Tercera subcarpeta. Si en la segunda la realidad se tiene por ficción, ahora la ficción se toma como realidad. Un titular en El Imparcial del 4 de febrero de 2013 rezaba: «Paralizado un rodaje al detener un ciudadano a un ladrón ficticio en Ceuta». El transeúnte vio cómo unos policías locales perseguían sin éxito a un hombre y se lanzó sobre el actor tirándolo al suelo. Uno piensa que, del mismo modo, los minutos más famosos de la historia de la radio, aquellos en los que Welles (Orson) adaptaba a Wells (H. G.), hicieron que la gente, confundiendo la ficción de La guerra de los mundos con una situación real, abandonara sus casas y colapsara carreteras. No fueron pocos los que llamaron al teléfono de emergencias para notificar que habían visto a los extraterrestes.

El error de las clasificaciones no está tanto en incluir en un grupo algo indebido como en conformarse con un solo conjunto para un elemento. Muchas de mis noticias están en varias carpetas. La cuarta y última subcarpeta de esta serie pertenece también a otra categoría mayor, titulada «Arte». Están allí los casos en que costosas obras de arte son confundidas con cosas cotidianas.
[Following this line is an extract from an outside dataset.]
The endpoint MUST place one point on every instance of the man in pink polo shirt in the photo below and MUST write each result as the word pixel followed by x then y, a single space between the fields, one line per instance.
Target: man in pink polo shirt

El ABC notificaba en agosto de 2004 que una señora de la limpieza de la Tate Britain había echado al contenedor parte de una obra de arte que consistía en una bolsa de basura. La composición completa pretendía mostrar la finitud del arte, destinado a destruirse. En ese sentido, la limpiadora podría haber reclamado su papel decisivo y culminador de la parte de la obra de la que se hizo cargo, y exigir que su nombre constara junto al del artista alemán (Gustav Metzger). ¿No era un objetivo vanguardista disolver el arte en la vida? He sostenido que estas noticias, pese a su apariencia, apuntan alto. Uno se da cuenta de ello cuando lee lo que dijo un portavoz de la Tate Britain respecto al desliz de la empleada: «¿Cómo iba a saber lo que se suponía que era?». El lector de la información se sentirá impelido a abrir el ensayo El puño invisible, de Carlos Granés o, si uno prefiere la literatura, Kassel no invita a la lógica, de Vila-Matas.

 

IDENTIDAD

Abramos una nueva carpeta. En un recorte de El País fechado el 17 de mayo de 2006, se cuenta una rocambolesca historia. Guy Goma, un congoleño que llevaba cuatro años en Inglaterra y todavía no dominaba a la perfección el inglés, había ido a la BBC a pedir trabajo. Un productor de la casa fue a recoger a un invitado experto en la difusión de música por internet para llevarlo a un programa que se emitía en directo. Se equivocó de habitación y preguntó al hombre que allí estaba, precisamente Guy Goma, si era Guy Kewney. La coincidencia del nombre de pila, los nervios por la entrevista de trabajo a la que acudía y el manejo deficiente del idioma le llevaron a contestar afirmativamente, con lo que acabó en el estudio, presentado como un experto en internet. No obstante, tras un instante de pánico, dijo «buenos días» y contestó como pudo a las preguntas de la presentadora, interesada en la sentencia judicial a favor de Apple Computers en su litigio con Apple Records. Ser confundido con otra persona y no desmentirlo, ser tratado como otro, ¿no nos lleva directamente al asunto de la identidad?

En otro recorte del mismo diario de febrero de 2000 se lee el siguiente título: «El muerto que nunca lo fue». Un técnico informático británico, al ver las imágenes del accidente de trenes ocurrido en la estación londinense de Paddington, pensó que era la oportunidad de desembarazarse de su antiguo yo. Vivía con un nombre falso y llamó a Scotland Yard para decir que temía que en el vagón H (calcinado con todos sus ocupantes dentro) viajara Karl Hackett (este era su verdadero nombre, con el que había sido condenado a un año de cárcel). La jugada pareció haberle salido bien. La meticulosidad de los agentes, sin embargo, que percibieron que algo no encajaba, sacó a la luz el pasado del que el protagonista quería escapar.